18 years ago I cruised into the data quality realm when making my first deduplication tool. Then it was an attempt to solve a business case of two companies who were considering merging and wanted to know the intersection of customers. So far, so good.
Since then I have worked intensively with deduplication and other data matching tools and approaches and also co-authored a leading eLearning course on the matter as seen here.
Deduplication capability is a core feature of many data quality tools and indeed the probably most mentioned data quality pain is lack of uniqueness not at least in party master data management.
However, most deduplication efforts don’t in my experience stick. Yes, we can process a file ready for direct marketing and purge the messages that might end up in the same offline or online inbox despite of spelling differences. But taking it from there and use the techniques in achieving a single customer view is another story. Some obstacles are:
- There is a fear of getting it all wrong as told in post Beware of False Positives in Data Matching.
- For many good reasons business processes requires deliberate duplicates as reported in the post Entity Revolution vs Entity Evolution.
In the comments to the latter 3 year old post the intersection (and non-intersection) of Entity Resolution and Master Data Management (MDM) was discussed.
During my latest work I have become more and more convinced that achieving a single view of something is a lot about entity resolution as expressed in the post The Good, Better and Best Way of Avoiding Duplicates.
Henrik – I agree that trust is a critical element in getting matching to stick – as discussed in my comment here http://dataqualitymatters.wordpress.com/2013/09/12/deterministic-matching-versus-probabilistic-matching/
Match approaches need to be easily understood by humans. We have successfully deployed matching by building test cases for each match rule that allowed the business to build trust in our results.
A reference list is not really an option in South Africa – there is no definitive, quality source for many common objects such as companies, neither is there a definitive national address database.
Thanks for commenting Gary.
Lots of efforts have indeed been put into match implementation around and as mentioned I have also worked a lot with that. And surely some match tools work better than others.

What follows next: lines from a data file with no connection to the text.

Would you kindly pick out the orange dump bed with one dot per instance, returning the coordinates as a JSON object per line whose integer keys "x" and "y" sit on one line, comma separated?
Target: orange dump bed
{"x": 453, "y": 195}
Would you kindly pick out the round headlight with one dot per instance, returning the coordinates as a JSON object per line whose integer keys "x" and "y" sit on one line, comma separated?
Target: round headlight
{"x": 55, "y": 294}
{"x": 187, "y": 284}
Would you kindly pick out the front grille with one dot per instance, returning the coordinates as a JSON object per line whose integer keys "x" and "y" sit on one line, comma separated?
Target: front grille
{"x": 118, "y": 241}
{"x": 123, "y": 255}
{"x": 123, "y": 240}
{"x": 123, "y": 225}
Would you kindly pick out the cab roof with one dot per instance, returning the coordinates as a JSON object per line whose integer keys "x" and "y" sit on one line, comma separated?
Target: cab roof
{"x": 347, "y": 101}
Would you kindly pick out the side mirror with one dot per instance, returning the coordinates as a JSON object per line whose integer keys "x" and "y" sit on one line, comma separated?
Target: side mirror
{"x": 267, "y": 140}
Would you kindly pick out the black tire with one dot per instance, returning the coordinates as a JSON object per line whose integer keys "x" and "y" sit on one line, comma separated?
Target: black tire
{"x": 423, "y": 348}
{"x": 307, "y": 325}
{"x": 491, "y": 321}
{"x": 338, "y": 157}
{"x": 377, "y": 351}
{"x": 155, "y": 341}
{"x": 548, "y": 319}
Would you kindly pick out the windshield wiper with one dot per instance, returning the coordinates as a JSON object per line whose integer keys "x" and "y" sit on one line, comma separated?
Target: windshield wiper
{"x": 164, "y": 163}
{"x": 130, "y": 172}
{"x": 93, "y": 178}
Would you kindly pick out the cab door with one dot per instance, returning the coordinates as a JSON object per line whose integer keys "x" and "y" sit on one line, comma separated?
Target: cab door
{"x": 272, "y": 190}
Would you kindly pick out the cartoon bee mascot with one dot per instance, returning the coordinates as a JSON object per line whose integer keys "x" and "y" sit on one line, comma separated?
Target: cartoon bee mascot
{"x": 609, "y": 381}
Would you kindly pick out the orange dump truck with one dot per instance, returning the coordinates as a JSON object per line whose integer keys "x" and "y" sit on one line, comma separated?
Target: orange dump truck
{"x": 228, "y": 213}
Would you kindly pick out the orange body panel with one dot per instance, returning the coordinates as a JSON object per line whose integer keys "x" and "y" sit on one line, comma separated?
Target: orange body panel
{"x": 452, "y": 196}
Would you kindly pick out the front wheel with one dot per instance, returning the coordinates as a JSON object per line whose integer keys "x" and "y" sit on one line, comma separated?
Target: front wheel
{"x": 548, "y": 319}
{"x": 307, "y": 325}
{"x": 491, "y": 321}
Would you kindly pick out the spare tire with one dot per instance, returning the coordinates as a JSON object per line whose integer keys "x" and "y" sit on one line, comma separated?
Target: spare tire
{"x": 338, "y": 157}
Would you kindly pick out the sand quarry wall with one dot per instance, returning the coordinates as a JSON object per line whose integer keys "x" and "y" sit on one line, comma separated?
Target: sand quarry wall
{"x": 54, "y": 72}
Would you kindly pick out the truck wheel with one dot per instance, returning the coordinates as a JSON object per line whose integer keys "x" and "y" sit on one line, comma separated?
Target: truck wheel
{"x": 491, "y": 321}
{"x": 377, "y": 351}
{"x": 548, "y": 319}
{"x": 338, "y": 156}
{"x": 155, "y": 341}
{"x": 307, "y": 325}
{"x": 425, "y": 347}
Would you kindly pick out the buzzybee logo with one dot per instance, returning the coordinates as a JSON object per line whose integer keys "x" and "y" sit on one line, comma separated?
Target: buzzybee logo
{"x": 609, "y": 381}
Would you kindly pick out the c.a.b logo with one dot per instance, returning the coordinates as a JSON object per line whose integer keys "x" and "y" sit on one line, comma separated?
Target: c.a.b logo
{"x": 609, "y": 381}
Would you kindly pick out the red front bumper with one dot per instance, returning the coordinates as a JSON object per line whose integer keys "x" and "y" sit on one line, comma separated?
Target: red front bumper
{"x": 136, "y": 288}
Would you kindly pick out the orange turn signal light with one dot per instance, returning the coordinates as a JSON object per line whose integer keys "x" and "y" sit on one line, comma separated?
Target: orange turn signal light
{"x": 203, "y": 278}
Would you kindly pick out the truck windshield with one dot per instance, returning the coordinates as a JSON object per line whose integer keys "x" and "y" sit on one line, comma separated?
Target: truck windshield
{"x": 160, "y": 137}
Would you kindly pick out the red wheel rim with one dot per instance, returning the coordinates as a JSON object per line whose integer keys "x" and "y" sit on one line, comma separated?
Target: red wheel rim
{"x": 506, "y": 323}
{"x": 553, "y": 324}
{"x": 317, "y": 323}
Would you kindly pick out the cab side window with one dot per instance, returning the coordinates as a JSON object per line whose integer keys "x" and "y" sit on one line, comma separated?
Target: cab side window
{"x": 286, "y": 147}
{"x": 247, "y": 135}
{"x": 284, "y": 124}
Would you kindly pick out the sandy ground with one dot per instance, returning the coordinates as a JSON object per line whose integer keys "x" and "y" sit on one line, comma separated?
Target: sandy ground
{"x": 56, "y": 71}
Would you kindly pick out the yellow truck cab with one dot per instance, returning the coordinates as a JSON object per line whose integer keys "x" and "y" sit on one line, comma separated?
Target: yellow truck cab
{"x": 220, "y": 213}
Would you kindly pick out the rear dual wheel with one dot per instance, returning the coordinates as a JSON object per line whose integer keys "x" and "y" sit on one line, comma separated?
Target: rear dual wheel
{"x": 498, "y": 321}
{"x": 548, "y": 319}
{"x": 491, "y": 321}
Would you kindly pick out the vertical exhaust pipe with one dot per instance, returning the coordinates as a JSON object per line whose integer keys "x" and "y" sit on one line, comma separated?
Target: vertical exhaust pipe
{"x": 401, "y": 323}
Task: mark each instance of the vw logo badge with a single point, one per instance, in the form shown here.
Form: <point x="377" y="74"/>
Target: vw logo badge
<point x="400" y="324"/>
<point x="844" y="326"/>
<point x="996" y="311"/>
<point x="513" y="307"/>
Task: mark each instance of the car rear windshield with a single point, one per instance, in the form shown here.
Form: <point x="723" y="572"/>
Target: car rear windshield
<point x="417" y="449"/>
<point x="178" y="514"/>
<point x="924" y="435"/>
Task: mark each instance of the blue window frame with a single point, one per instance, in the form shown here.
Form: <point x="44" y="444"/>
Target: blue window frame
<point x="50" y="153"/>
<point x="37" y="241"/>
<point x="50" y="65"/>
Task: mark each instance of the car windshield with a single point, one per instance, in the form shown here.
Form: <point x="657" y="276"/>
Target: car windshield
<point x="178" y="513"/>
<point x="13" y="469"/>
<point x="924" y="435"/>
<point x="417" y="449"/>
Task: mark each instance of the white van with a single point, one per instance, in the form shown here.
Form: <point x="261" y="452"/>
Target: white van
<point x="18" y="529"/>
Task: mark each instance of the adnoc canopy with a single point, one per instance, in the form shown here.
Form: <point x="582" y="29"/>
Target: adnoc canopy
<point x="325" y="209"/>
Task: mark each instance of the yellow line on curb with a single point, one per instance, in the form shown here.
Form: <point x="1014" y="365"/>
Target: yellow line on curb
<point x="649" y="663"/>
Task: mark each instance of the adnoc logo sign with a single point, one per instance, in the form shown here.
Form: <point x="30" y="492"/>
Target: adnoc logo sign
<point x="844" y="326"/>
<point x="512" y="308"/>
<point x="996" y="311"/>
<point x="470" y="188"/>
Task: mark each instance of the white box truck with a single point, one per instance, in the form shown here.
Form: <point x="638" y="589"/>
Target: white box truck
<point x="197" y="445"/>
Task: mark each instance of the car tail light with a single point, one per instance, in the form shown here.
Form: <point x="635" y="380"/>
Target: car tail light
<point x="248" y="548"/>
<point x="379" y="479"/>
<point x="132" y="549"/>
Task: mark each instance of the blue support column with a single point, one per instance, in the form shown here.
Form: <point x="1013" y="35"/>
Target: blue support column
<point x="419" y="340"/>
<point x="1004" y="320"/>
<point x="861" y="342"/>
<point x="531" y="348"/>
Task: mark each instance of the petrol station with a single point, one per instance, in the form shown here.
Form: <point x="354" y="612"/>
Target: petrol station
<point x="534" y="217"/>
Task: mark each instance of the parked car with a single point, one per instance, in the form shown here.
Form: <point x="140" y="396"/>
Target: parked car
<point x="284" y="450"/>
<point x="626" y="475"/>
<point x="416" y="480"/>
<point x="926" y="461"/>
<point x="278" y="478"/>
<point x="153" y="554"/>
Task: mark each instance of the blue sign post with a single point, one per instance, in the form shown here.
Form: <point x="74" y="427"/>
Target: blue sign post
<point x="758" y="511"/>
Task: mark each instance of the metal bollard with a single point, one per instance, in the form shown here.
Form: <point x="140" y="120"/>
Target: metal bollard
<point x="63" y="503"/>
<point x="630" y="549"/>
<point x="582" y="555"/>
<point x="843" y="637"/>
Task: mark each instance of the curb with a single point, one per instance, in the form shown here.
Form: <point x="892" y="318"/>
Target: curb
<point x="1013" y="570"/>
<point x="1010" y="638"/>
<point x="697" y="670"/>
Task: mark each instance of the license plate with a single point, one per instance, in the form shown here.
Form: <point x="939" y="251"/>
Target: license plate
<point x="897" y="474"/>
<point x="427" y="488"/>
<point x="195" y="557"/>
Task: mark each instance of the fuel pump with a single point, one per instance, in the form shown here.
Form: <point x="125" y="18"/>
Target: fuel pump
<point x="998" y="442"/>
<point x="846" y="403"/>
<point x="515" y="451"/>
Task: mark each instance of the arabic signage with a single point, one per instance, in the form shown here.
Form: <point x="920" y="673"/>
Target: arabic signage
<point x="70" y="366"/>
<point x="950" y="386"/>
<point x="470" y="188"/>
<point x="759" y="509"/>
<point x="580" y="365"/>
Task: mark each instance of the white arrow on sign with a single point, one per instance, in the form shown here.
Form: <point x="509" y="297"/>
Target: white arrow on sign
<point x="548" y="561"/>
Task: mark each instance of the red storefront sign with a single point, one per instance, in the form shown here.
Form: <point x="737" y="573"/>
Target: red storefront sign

Using rich reference data is an easy way to take it into entity resolution and indeed the practical ways of doing that is for example very different between South Africa and Scandinavia.
I remember once that I learned that D&B had identified their B2B match results to be best in the Nordics and France. As the supplier of the Nordic tool I was of course proud. But after working with the D&B Worldbase I realized that the main reason probably was that public registration of companies worked best in, among other places, the Nordics and France.
Besides utilizing rich (or as I call it) big reference data tagging into many big data sources seems to be a future way applying entity resolution to achieving a single view of party master data.
Hi Henrik – there is definite potential in the big reference data approach.
To me it requires a hybrid approach.
Unless you are going to use a reference list as your single source of all truth then you will still need to do some kind of match between your data and the reference list. If you can trust this match then you can use the reference list to enrich or improve your existing data sets.
And, as your Good, Better, Best post points out – internal content may already exist, so you don;t always need an external set. In South African banking, for example, we frequently see a customer with an existing account being asked to go through the entire KYC process (source documents etc) because the bank is product centric and does not recognise the customer that they have on record in another business unit.
Very good points Henrik. I would even add that “dedup” must always be part of a data governance process and engrained in MDM solutions.
Stand-alone solutions are appealing but they will rarely support “do/undo/revert to previous versions” capabilities. Nor will they support workflows with different levels of validations to fix errors or supervise the quality of deduplication (the false positive you refer to, for instance).
People and processes are definitely part of the equation and in my opinion, including de-duplication in an overall MDM/Governance process can make it stick.
Thanks for commenting Gauthier. I do agree and have several times used deduplication as a successful part of making data ready for MDM. But then you could ask the question: Why don’t MDM Implementations Stick?.